Youssef Sidhom, editor-in-chief of Coptic newspaper Watani, explained why one alternative—to simply allow the protests to continue indefinitely—was not a better choice.
"If it had been a peaceful protest, we should leave it there. Have the
army encircle it to prevent more weapons from entering, and wait for
their morale to falter," he said. "But the sit-in surrounded 20 to 30
high-rise apartment buildings, and the people had to submit to daily
checks by the Muslim Brotherhood simply to go in and out of their
neighborhood.
"They were terrorists, holding hostage thousands of residents."
Egyptian analysts disagree
why the six weeks of negotiation with Islamist supporters of ousted
President Mohamed Morsi failed. But once the decision to disperse the
sit-in was taken, the confrontation was anything but peaceful.
The understanding of Christian leaders, however, reverses the predominant media narrative.
"The army did not attack the people," said Emad Gad, a prominent Coptic
politician in the Egyptian Social Democratic Party. "They used tear gas
and bulldozers, and were attacked by armed Brotherhood supporters, and
then responded in kind."
Government officials announced 43 police personnel were killed in the clashes.
Sidhom anticipated violence, but hoped the dispersal would not be
bloody. He praised the police for their self-restraint given the
response of armed protesters. But many critics find the security forces used excessive force.
But even so, Muslim political commentator Abdullah Schleifer faults the
Islamist misuse of the traditions initiated by Gandhi and Martin Luther
King Jr.
"Non-violence … meant this," he wrote for al-Arabia.

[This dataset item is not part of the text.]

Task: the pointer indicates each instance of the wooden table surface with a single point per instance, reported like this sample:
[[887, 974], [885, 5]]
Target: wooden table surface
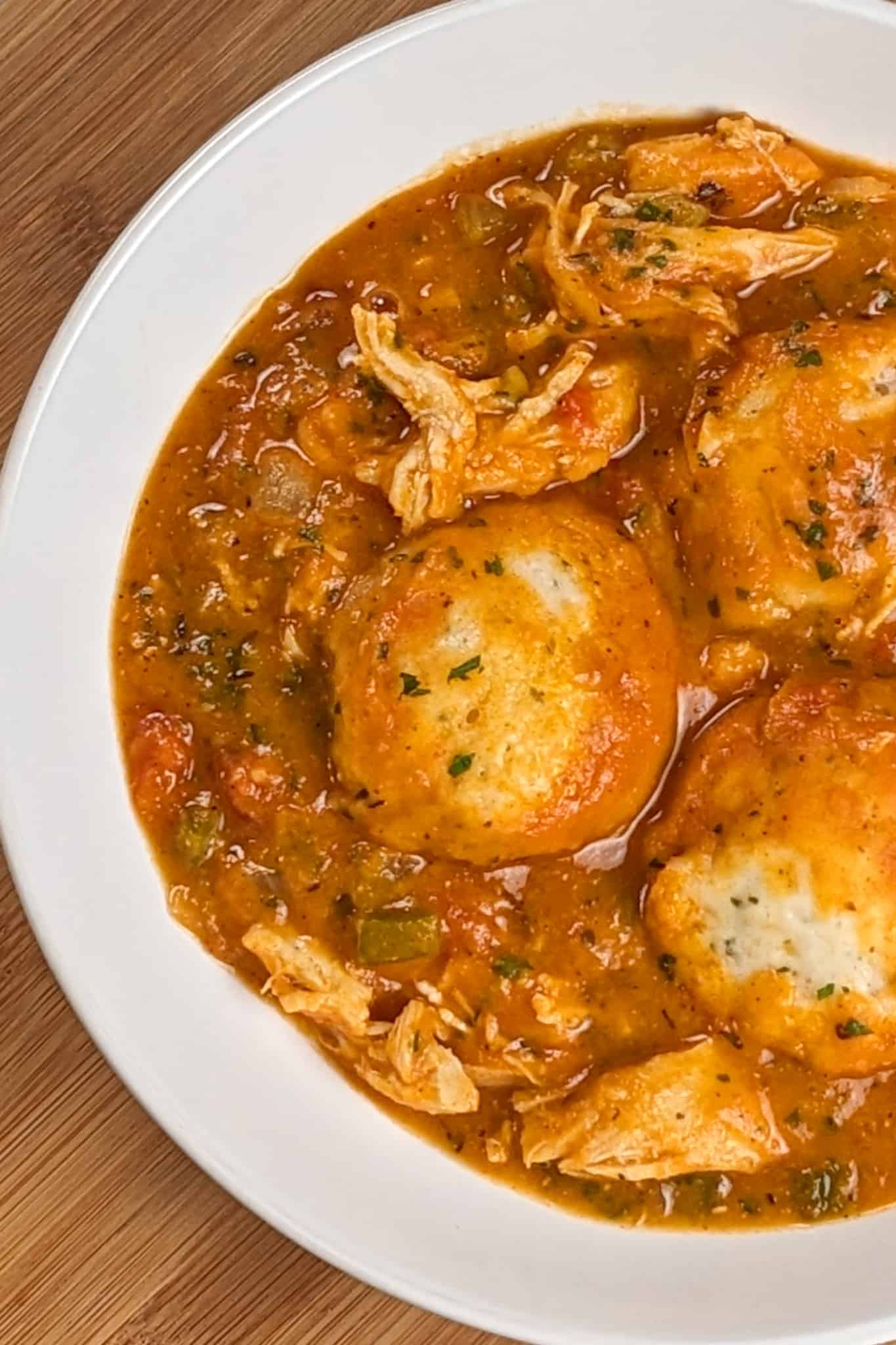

"Sitting or standing and offering no resistance to the British imperial
forces and the American southern police when they would move in to
arrest and often beat up the peaceful non-violent demonstrators.
"Non-violence does not mean building barricades to hold off the
Egyptian riot police and breaking up pavement stones to throw at them."
Egyptian officials were quick to highlight video and testify to the armed nature of many Islamist protesters within the sit-ins. Amnesty International condemned protesters for torturing opponents within their grounds, though the Brotherhood rejects this statement.
Yet beyond the actions surrounding the dispersal of the sit-ins,
Egyptian Christians find proof of violent Muslim Brotherhood intentions
in the numerous attacks on churches and other Christian targets that occurred in the aftermath. CT earlier highlighted the burning of two Bible Society bookstores in Upper Egypt. Atallah believes such violence was pre-planned.